Ted doesn't care about history. He's looking ahead. Literally. "You don't think he killed them?" Ted asks, indicating the bodies.

Fires flicker in barrels. An old truck burns. Soldiers wearing American uniforms are strewn about. The trucks carrying Ted, Kane and the rest of their Ranger Class roll through the ambush. A man wearing black pajamas stands in the far treeline, an AK-47 in his hands. As quickly as he's seen, he disappears into the scrub.

The Ranger students have all lost weight over the past six weeks of training at Fort Benning and in the mountains around Dahlonega, Georgia. They're battered, bruised, exhausted and despite a brief 24 hours respite before this phase, starving. Six weeks of one c-ration a day takes everyone down a step on the evolutionary scale. Many are regretting the steaks they'd gorged on during that short break, as it reignited the hunger. They'd reached the point by the end of the mountain phase where hunger is such a constant it's the norm. A partly deranged Ranger student trying to put imaginary coins into a tree believing it's a vending machine is viewed with little notice.

The same with exhaustion. They're surviving at the first, base level of Maslow's hierarchy of needs: lacking food, water, warmth, rest, and shelter. Ranger School is breaking them down to see how they act and react under stress. War is chaos, war is confusion, war is exhaustion, war is man at his most primitive. Ranger School is the Army's attempt to get as close to that as possible without killing them, although students occasionally do die in the swamps, usually from hypothermia.

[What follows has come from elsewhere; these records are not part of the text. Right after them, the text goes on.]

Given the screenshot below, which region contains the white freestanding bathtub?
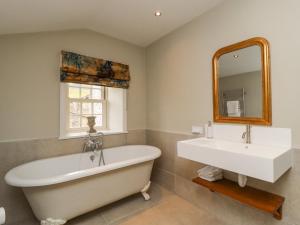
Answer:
[5,145,161,225]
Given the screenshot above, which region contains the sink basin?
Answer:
[177,138,293,183]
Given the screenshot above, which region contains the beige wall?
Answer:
[0,30,146,141]
[219,71,263,117]
[147,0,300,147]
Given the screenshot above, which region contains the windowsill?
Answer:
[58,130,128,140]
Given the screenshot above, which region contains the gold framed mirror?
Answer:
[212,37,272,125]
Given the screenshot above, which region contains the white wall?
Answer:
[0,30,146,141]
[147,0,300,148]
[219,71,263,117]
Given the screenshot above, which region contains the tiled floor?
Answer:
[17,184,225,225]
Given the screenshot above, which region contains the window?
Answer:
[60,83,126,138]
[66,84,106,132]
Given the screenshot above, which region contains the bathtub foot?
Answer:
[41,218,67,225]
[141,181,151,201]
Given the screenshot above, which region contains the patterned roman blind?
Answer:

Kane had not been able to see his newly born son during the abbreviated break before this phase, because Taryn had gone to her parents in New York, rather than sit alone with Joseph in a squalid apartment in Columbus, Georgia for two months amongst all the rednecks. He'd talked briefly with her on the phone. Listened to Lil' Joe cry in the background. Felt the distance. The absence.

With a squeal of brakes, the truck abruptly stops. The Ranger students tumble in the cargo bay. It's deliberate, as the other trucks halt the same way.

"Get out!" A Ranger Instructor, RI, screams. "Get out!"

The students don't wait for the cargo strap in the back to be unhooked or the gate dropped. They've been in this situation before. They pour over the sides of the trucks, falling to the ground with their gear.

Kane hits hard, his rucksack twisting his back, his rifle almost impaling him. He scrambles to his feet. Ted is upright, weapon at the ready.

"Fall in!" the RI orders.

The Ranger Students assemble. Their numbers are less than the 212 who started six weeks ago. Injury has taken the unlucky, although most will be recycled, once they heal, and go through it again. Some have quit, an unthinkable and career-ending decision for an Infantry officer. Kane and Ted had watched a couple of classmates they'd thought competent simply give up.